I hope you will look further into this idea skey. At this point, the biggest downside i see in it is the added complexity of circuitry.

skey

Thanks Teemuk - youve taken it 400x more than I can at my pace.
I'm not up on the spice tools, and manipulating wave files. 
I'm just very happy the whole idea wasn't shot down because I missed something.  :)
I was going to try some wire experiments.  Mainly at first doing the grain-of-wheat lamp trick on the output  to feedback to a ldr on treble control in the preamp.  This probably won't be fast enough, so maybe switch  to some LEDs.  Trying to keep it simple if possible.  Maybe not ideal but at least a little benefit.

RDV

If we're talking LM3886 chipamps, clipping those will sound horrible period. I would imagine low-end clipping would be worst. Those chips have a lot of headroom thank god. Limiting(but set only to limit at the headroom ceiling) is a good idea for chipamps.

RDV

skey

Quote from: RDV on April 12, 2006, 12:07:55 PM
If we're talking LM3886 chipamps, clipping those will sound horrible period. ...

This is the generalization I'm trying to avoid here.  The article points out one reason why an amp may sound bad at clipping, and it's not due to the clipping.  It's due to the high frequency component of the input signal gaining unproportionate DBs.

Clipping harmonics are very small compared to the high frequency components of the input signal.

RDV

The reason a chipamp sounds bad @ clipping is because it's an opamp and they do not clip gracefully.

RDV

R.G.

Having once gone to the trouble of splitting off highs in a (presumably) well behaved crossover, why wouldn't you keep the highs separate from there all the way to the speaker?
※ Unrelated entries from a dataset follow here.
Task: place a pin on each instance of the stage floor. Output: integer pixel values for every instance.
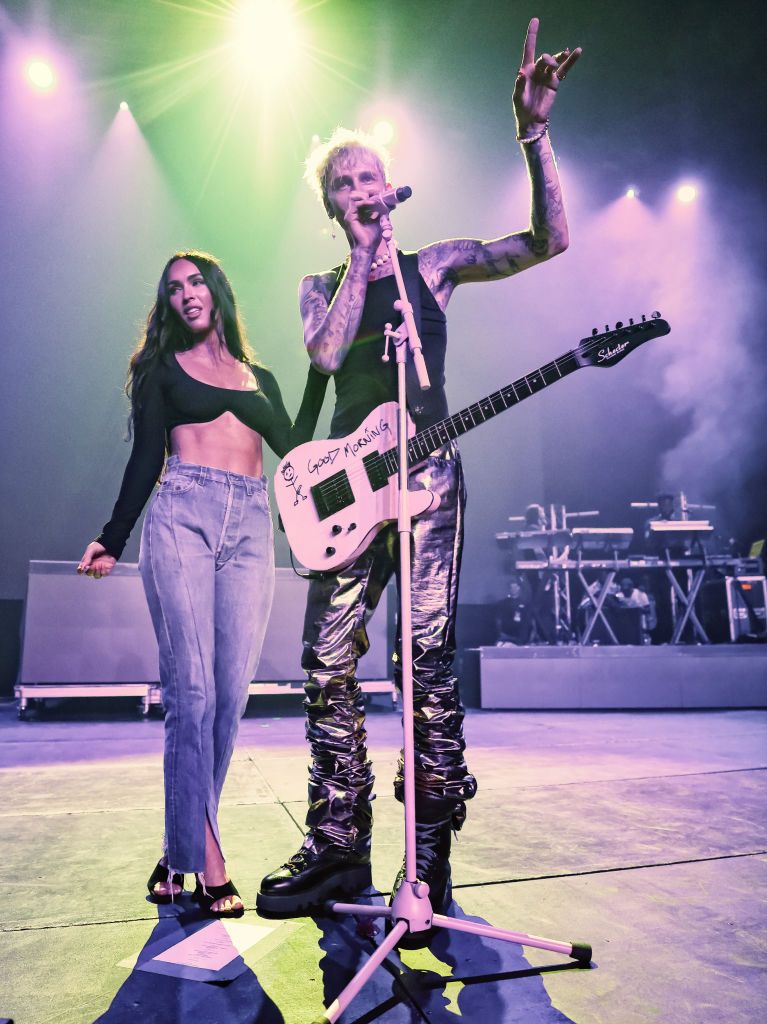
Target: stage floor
(643, 834)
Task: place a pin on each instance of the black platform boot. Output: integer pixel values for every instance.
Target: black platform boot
(311, 877)
(436, 818)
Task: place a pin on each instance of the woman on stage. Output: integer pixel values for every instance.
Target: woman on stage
(207, 556)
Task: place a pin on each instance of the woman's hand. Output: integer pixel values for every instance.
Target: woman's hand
(95, 562)
(538, 82)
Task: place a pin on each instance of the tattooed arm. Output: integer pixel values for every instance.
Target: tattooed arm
(456, 261)
(329, 328)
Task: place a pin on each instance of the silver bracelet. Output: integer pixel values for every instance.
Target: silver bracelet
(534, 138)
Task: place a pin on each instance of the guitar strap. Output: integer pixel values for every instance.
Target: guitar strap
(316, 382)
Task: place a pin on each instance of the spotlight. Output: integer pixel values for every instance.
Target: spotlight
(40, 75)
(267, 41)
(383, 132)
(686, 194)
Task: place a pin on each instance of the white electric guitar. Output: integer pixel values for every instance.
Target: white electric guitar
(334, 496)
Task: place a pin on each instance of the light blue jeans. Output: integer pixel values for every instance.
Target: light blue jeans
(207, 562)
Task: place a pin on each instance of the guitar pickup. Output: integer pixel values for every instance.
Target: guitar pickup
(332, 495)
(375, 467)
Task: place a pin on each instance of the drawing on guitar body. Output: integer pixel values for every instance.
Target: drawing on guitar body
(334, 496)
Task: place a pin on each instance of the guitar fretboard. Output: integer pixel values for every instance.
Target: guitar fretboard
(434, 436)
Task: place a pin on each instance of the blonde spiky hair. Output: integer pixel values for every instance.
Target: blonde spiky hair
(339, 146)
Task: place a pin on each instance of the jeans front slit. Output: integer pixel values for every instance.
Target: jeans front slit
(207, 566)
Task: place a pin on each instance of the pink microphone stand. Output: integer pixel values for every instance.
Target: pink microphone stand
(411, 907)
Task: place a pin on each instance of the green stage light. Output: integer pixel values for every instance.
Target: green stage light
(267, 42)
(40, 75)
(383, 132)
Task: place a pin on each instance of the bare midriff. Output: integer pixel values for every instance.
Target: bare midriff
(223, 443)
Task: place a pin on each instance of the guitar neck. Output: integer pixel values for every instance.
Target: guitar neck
(433, 437)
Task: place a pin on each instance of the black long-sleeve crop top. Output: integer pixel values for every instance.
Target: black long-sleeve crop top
(169, 397)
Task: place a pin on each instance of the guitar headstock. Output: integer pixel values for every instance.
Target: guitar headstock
(609, 347)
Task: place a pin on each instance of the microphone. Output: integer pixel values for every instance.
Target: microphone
(384, 203)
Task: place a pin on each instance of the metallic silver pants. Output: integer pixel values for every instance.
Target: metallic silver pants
(335, 638)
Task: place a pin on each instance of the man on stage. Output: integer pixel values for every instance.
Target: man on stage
(344, 311)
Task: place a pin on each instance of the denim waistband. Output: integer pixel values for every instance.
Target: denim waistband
(174, 467)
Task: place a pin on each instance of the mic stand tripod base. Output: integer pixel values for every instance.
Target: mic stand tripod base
(411, 907)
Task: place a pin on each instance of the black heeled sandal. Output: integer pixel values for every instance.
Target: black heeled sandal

Bi-amping has a long and well documented history. The limiting on the highs could be done by a limiter or just by using a correspondingly smaller amplifier for the mid/tweeter drivers.

teemuk

Here's some good continuation for the Rane's article about tweeter damage due clipping presented by skey:
http://www.st-andrews.ac.uk/~jcgl/Scots_Guide/audio/clipping/page1.html

skey

Wow - that link is a good find.  That whole site is great. Thanks!